Duane Morris SynopsisThe Attorney General of California has filed a first of its kind lawsuit against several named manufacturers and “John Doe” manufacturers of per- and polyfluoroalkyl substances (commonly known as PFAS and PFOA) based upon the same public nuisance theory used by several attorneys general and local governments against opioid manufacturers, distributors, and pharmacies in nationwide class action litigation. Claiming that defendants knew PFAS, PFOA, and related chemicals were harmful but put the chemicals into the market and into the environment with insufficient testing, and claiming the PFAS can be found in the bloodstreams of virtually every Californian, the Attorney General is seeking both equitable and financial relief, including an injunction against further sales of products containing PFAS and PFOA, remediation, and monetary damages. The lawsuit is a blockbuster of ambitious claims, and given the ubiquitous nature of PFAS and PFOA, this case is one of potential concern for any manufacturer whose products or processes may result in the ingestion or release of PFAS and PFOA.

Case Background

On behalf of the People of California, the California Attorney General is seeking remediation and damages of soil and groundwater allegedly contaminated with PFAS and PFOA. PFAS and PFOA are sometimes referred to as “forever chemicals” because of their bio-durability in soil, groundwater, and in the human body. In a nod to the playbook of successful class actions against another industry, the Attorney General’s action relies on the same public nuisance theory used in the opioid litigation, as well as traditional product liability failure to warn theories of liability.

PFAS and PFOA are found in a “wide array of products and industrial processes,” including products as common as food packaging, carpet and fabric coatings and cleaning products. The claim centers on the release of PFAs and PFOA into drinking water sources, including bays, lakes and streams. Claiming exposure to PFAS and PFOA contributes to certain cancers, adverse pregnancy outcomes, delayed puberty, and infertility, among other harms, the Attorney General’s suit notes that PFAS and PFOA are ingested orally and persist in the body because they are not readily broken down.

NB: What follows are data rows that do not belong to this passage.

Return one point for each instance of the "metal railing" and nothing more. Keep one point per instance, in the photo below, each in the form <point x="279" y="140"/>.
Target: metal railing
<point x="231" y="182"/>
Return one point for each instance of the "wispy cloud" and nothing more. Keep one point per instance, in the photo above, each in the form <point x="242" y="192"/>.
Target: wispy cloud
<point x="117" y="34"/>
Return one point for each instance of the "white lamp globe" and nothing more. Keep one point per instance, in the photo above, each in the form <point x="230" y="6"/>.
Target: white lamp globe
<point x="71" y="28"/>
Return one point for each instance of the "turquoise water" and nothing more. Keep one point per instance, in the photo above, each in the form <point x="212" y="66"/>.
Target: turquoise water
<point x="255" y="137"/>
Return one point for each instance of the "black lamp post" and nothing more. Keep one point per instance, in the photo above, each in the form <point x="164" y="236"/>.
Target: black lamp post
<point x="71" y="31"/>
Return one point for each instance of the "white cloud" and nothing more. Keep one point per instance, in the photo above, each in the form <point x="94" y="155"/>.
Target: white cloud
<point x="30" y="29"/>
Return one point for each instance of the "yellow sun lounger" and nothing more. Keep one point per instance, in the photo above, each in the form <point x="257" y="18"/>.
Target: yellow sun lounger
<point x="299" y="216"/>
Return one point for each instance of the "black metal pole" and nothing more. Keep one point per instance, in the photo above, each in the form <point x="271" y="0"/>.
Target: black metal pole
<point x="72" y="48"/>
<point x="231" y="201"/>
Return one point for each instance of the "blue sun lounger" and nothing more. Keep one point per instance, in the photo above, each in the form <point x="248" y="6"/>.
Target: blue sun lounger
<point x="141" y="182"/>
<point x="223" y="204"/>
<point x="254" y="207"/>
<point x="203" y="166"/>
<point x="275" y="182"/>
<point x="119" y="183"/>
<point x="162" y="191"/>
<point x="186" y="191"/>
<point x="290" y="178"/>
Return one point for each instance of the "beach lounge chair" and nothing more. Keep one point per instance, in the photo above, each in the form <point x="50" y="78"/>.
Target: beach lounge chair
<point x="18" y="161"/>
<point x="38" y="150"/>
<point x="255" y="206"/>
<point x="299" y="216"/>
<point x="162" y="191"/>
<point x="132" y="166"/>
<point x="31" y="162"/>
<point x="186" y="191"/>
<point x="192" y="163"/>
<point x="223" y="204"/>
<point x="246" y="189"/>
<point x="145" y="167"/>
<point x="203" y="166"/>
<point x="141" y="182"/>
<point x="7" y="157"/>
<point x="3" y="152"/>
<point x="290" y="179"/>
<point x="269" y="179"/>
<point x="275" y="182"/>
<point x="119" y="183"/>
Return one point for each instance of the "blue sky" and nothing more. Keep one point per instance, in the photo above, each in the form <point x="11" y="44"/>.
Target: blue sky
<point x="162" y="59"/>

In support of his claims, the Attorney General relies primarily on toxicology studies and some in vitro studies, as well as very limited human epidemiologic evidence that PFAS and PFOA are associated with certain adverse health outcomes. The complaint also notes that the California Office of Environmental Health Hazard Assessment (OEHHA) listed PFOA and PFOS as chemicals known to cause reproductive toxicity under the Safe Drinking Water and Toxic Enforcement Act of 1986, commonly known as “Prop 65.” The Complaint further asserts that the EPA intends to issue enforceable National Primary Drinking Water Regulations (NPDWRs) for drinking water contaminants, to include PFAS and PFOA by the end of 2022. Because PFAS and PFOA are not readily broken down in soil, water or the human body, they are found in over 97 percent of all Californians’ bloodstreams. Finally, the Attorney General’s lawsuit claims that defendants put products containing PFAS and PFOA in the stream of commerce without adequate testing or warnings of the harms they could cause, or while being aware of the potential harms and not warning the public.

Implications For Manufacturers

At present California is the only state that has filed a claim against manufacturers who allegedly put PFAS and PFOA into groundwater and soil. California’s unique Prop 65 is part of the basis for the Attorney General’s claim. However, if the U.S. Environmental Protection Agency issues enforceable limits on PFAS and PFOA in drinking water, similar suits will inevitably arise in other jurisdictions. Companies who believe they may be at risk for similar claims should consult with counsel about the best way to mitigate any exposure for such litigation.